Ralph Eichler announced the changes in a media release this week, saying they will make the process more transparent for farmers and ranchers.
“Modernizing access to agricultural Crown lands helps fulfil our commitment to this agreement,” Eichler said in a release. “We look forward to refining these changes in consultation with our producers.”
The new Agricultural Crown Lands Leases and Permits Regulation will amalgamate two separate regulations related to forage leases, hay and grazing permits, and cropping leases. It will change how producers will acquire Crown lands for grazing and haying from the current model to a new tendering system.
This will be consistent with how agricultural Crown land is accessed for other uses, like growing crops, and will ensure prices paid by producers more accurately reflect the market value of these leases and permits, the minister added.
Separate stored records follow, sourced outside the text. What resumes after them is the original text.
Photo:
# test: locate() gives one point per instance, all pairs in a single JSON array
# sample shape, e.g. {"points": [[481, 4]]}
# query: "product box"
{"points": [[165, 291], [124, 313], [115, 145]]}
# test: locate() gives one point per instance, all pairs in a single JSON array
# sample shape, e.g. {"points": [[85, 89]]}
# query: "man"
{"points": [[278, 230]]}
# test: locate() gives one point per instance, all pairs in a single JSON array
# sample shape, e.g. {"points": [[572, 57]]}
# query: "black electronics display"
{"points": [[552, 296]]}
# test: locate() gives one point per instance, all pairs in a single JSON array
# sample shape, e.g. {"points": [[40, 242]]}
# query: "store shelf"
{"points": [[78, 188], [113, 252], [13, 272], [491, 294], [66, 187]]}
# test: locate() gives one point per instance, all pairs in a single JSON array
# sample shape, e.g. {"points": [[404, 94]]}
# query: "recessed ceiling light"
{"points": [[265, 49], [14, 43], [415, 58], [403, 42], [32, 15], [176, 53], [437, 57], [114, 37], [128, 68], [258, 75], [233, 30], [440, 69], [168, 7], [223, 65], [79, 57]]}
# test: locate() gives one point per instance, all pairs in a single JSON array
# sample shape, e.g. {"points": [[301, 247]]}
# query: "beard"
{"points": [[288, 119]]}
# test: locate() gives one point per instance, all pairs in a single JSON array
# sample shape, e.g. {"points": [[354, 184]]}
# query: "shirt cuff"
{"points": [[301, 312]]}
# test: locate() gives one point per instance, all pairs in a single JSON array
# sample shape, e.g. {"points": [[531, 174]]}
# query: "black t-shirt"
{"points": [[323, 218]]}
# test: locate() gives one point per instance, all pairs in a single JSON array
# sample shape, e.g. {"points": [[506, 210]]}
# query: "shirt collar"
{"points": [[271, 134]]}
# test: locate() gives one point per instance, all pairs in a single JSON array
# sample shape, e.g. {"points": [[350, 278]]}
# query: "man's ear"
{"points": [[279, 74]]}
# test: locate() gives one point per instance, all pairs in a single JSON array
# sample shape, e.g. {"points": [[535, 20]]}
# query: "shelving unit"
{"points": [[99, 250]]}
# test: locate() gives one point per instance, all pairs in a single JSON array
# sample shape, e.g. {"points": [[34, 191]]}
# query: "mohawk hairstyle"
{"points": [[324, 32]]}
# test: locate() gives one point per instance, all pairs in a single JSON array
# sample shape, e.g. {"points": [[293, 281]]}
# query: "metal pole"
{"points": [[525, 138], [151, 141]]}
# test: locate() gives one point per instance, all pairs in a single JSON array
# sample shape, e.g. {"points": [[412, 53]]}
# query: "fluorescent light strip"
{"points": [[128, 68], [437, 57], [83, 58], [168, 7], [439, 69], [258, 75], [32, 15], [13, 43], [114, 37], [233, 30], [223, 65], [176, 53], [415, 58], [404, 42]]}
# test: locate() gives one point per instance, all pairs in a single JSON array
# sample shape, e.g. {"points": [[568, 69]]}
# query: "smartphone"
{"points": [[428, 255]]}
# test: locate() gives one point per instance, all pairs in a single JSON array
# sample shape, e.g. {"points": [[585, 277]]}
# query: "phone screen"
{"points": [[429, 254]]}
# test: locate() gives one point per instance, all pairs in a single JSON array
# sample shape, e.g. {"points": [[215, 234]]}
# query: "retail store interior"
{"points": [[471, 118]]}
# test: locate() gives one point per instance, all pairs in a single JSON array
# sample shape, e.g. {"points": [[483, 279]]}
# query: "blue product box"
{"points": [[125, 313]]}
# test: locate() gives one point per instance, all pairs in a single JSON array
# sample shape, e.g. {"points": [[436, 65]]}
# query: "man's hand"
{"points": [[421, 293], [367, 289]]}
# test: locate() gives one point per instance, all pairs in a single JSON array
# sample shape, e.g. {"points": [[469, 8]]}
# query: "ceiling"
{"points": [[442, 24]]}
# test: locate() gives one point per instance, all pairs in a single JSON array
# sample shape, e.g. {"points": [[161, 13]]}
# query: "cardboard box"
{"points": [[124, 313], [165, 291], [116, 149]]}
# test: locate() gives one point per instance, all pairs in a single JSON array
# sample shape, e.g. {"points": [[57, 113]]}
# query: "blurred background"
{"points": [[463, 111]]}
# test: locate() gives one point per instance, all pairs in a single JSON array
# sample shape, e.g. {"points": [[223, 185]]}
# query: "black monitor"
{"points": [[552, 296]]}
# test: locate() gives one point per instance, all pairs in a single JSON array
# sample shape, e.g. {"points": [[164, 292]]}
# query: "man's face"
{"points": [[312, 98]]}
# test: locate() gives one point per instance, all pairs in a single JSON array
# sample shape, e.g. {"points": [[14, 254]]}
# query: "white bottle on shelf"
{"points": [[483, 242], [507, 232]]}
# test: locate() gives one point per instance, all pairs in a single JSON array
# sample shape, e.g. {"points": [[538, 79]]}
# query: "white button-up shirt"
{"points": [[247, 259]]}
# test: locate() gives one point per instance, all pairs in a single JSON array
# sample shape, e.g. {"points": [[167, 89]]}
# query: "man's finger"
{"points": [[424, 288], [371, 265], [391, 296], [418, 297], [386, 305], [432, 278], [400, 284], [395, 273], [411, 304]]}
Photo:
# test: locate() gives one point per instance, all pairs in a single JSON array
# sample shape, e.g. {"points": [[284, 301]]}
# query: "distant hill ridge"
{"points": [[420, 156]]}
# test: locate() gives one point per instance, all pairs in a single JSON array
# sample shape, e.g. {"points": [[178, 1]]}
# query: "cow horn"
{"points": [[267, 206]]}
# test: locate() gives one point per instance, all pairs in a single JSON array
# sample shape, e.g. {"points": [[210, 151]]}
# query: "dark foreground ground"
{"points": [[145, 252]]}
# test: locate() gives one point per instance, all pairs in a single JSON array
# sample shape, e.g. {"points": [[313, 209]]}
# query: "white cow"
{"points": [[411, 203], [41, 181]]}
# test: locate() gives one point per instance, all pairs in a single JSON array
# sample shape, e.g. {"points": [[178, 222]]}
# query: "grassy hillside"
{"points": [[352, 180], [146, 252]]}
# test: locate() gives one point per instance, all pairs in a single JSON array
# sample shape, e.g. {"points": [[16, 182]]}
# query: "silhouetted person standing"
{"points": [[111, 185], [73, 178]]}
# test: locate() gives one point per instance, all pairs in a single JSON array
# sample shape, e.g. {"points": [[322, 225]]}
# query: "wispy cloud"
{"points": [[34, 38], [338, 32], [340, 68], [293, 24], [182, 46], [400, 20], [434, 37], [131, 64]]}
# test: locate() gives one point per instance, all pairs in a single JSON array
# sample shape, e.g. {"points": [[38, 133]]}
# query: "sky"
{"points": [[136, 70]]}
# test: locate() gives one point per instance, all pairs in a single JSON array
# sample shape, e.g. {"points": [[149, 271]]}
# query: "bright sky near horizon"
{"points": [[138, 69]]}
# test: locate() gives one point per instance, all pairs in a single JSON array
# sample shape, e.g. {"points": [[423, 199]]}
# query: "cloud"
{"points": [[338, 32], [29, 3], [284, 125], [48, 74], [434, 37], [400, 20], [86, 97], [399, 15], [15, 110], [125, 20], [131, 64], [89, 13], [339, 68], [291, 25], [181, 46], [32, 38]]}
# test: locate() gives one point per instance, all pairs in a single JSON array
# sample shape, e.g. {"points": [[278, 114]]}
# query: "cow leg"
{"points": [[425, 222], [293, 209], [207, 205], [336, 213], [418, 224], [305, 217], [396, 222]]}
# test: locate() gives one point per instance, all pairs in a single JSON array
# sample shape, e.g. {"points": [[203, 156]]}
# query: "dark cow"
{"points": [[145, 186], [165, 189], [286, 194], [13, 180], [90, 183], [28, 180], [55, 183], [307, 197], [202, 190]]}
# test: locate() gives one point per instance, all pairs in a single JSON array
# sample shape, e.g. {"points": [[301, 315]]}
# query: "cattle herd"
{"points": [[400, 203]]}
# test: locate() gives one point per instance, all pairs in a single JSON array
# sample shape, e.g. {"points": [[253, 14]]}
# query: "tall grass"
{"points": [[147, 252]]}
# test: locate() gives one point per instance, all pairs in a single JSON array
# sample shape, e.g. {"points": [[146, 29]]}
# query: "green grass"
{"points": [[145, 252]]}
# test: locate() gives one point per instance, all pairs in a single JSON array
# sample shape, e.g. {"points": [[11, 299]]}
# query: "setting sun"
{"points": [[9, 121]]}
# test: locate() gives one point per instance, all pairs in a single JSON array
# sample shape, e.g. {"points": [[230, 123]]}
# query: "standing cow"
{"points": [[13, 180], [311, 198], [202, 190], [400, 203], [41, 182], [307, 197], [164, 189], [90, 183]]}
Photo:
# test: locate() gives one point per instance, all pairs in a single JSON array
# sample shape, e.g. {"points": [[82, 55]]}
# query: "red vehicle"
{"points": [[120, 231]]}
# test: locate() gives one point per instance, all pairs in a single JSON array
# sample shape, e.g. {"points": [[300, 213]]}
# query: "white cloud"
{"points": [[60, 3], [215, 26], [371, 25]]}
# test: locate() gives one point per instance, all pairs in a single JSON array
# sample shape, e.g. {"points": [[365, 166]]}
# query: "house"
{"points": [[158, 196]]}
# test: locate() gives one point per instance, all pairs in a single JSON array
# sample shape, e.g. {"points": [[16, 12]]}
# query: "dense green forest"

Industry consultations will be held in the coming year, with the shift to a tendering system for all agricultural Crown lands expected to be in place for fall 2018.
One of the stakeholder groups most affected has applauded the change. Manitoba Beef Producers said most of the proposed changes were welcomed, but added full and open industry consultations are still an important part of the process.
MBP president Ben Fox said the group looked forward to participation in the process and encouraged members to get involved too.
“The old system of allocation was often frustrating for producers and was also lacking in transparency, so the announcement of a more open process is very important to our membership,” said Fox, who noted MBP is in favour of the government’s move to join the New West Partnership Trade Agreement. “However, we do have a number of concerns as we move forward and will ensure they are raised with the government.”
MBP indicated it was most concerned with ensuring land remained available for cattle production and hay permits and that land access remained affordable.
The opposition NDP expressed concern the changes could see land leases become more expensive and shut out young producers.
“Eliminating the points system will make it harder for new or younger producers to build their business, and could lead to the consolidation of land leases by big corporations,” said NDP Leader Wab Kinew, noting New West Partnership member Saskatchewan continues to use a point system.